As pessoas que passeiam no Parque Lage, uma das maravilhas do Rio de Janeiro, que entram no majestoso palacete que hoje abriga um museu e outras atividades culturais, ignoram a grande história de amor que deu origem ao lugar.
Quem era Gabriella Besanzoni? Era uma cantora lírica famosa por sua beleza e sua voz. Uma verdadeira diva! Sua fama a levara a se apresentar em todos os grandes teatros do mundo. Dela diria Mario de Andrade: “Gabriella Besanzoni, a que deveria ser ouvida de joelhos, foi a última contralto que a Itália teve”.
Quem era Henrique Lage? Empresário bem-sucedido, dono de considerável fortuna, homem culto, fino e bonito. Devia ser assediado por todas as moças casadoiras do Rio de Janeiro. Mas iria se apaixonar loucamente pela cantora de ópera, gênero musical que ele apreciava.
O primeiro encontro se deu em 1918, quando ela se apresentou no Teatro Municipal do Rio.

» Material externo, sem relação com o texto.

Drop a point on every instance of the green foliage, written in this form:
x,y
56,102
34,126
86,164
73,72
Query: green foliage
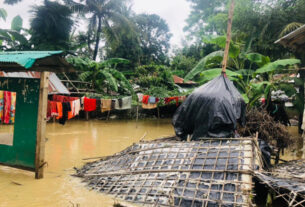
x,y
208,75
17,23
51,26
277,65
203,64
3,14
148,76
103,75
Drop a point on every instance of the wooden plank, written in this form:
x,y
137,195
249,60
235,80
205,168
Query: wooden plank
x,y
41,125
226,53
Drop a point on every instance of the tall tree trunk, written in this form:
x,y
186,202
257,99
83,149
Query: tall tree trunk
x,y
98,34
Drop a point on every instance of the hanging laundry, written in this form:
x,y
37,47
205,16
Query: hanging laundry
x,y
145,99
13,107
1,105
59,110
152,100
140,97
7,107
77,107
71,112
66,107
149,106
106,105
123,103
89,104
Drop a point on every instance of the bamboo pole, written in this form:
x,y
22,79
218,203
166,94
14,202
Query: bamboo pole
x,y
41,125
226,53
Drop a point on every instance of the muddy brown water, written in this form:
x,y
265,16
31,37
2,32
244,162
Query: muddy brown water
x,y
66,148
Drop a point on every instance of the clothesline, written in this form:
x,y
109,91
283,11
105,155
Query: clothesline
x,y
7,107
151,102
66,107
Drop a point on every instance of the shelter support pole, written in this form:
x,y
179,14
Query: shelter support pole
x,y
226,53
41,125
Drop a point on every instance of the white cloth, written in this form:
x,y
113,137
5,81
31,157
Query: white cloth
x,y
126,103
140,97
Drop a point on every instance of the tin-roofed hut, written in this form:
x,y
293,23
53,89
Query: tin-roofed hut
x,y
27,149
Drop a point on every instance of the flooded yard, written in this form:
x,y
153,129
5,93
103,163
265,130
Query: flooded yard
x,y
66,148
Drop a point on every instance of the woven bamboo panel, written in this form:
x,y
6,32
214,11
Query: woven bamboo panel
x,y
203,173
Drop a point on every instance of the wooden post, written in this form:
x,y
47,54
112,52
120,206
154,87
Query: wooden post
x,y
137,114
226,53
41,125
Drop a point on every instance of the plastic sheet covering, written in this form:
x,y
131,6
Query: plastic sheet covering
x,y
212,110
215,172
287,180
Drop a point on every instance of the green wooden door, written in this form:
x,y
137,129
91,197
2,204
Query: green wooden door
x,y
22,153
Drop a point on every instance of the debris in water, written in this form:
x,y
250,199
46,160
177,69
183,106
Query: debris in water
x,y
287,181
210,172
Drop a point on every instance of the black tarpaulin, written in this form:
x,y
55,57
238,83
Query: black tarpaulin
x,y
212,110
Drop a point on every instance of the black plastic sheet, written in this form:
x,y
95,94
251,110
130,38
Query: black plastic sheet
x,y
212,110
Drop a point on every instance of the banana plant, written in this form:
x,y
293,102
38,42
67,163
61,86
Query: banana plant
x,y
14,38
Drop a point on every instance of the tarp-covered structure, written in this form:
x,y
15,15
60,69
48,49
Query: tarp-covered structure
x,y
212,110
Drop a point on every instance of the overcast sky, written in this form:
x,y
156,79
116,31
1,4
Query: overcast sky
x,y
174,12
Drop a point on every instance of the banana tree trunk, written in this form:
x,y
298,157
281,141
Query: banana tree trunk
x,y
98,34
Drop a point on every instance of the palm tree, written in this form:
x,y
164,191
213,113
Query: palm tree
x,y
103,13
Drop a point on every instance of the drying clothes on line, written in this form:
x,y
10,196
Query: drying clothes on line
x,y
1,105
53,108
106,105
59,110
170,99
152,100
59,98
89,104
13,108
140,97
149,106
7,107
145,99
77,107
66,107
123,103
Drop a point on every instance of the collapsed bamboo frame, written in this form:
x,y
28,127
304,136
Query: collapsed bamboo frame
x,y
212,172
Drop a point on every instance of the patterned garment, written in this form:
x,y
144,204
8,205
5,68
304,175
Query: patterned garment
x,y
7,107
1,106
13,108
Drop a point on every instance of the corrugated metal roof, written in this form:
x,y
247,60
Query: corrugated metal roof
x,y
25,59
179,80
294,40
55,85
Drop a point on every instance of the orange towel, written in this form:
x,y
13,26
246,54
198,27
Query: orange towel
x,y
59,110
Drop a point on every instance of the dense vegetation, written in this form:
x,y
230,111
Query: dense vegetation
x,y
120,49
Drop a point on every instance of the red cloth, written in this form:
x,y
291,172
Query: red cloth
x,y
89,104
145,99
7,107
168,100
59,98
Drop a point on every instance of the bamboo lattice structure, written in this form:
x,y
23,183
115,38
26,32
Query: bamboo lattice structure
x,y
214,172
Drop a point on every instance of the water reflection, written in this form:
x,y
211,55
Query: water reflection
x,y
66,148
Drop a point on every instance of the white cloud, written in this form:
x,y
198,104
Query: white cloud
x,y
174,12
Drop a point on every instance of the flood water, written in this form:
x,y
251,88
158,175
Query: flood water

Acabara de cantar “Carmem”, um de seus maiores sucessos. Ele enviou flores ao seu camarim com um convite para jantar. Ela recusou esse e outros mais convites. Estava apaixonada por Arthur Rubinstein. A perseverança de Henrique iria custar muito tempo para dar frutos. Um novo encontro se daria em 1921, com insistente pedido de casamento. Ela seguia os conselhos da mãe, que achava que ela não devia se casar, mas sim se dedicar inteiramente à carreira. Finalmente, o charme de Henrique ganhara a partida. O casamento se deu em 7 de fevereiro de 1925, em regime de separação total de bens, exigência dela. Não queria que pensassem que ela queria a fortuna dele. Não precisava. O poeta Gabrielle D’Annunzio, seu grande admirador, mandaria um telegrama que dizia: “Invejo o Orfeu de além-mar que engrinalda uma Euridice muito mais melodiosa e deliciosa que a antiga. Envio aos dois uma estrela da noite de Brescia e uma rosa do Vittoriale”. O retrato dos noivos é encantador, ambos mostrando um ar de grande felicidade.
Na Chácara Lage, de propriedade de Henrique, ele faria construir o enorme palacete, obra do arquiteto Mario Vodret, em estilo eclético, mas de tendência claramente italiana. Muito mal comparando, foi uma espécie de Taj Mahal, com a diferença de ter sido erigido quando a mulher amada ainda estava viva. Os jardins apresentavam floridos canteiros geométricos. Árvores frutíferas de todas as espécies formavam um bosque onde brincavam soltas as crianças Colasantis, Marina e Arduino. Não custaram a descobrir que os cipós eram mais frágeis do que os do Tarzan. Arrebentavam facilmente.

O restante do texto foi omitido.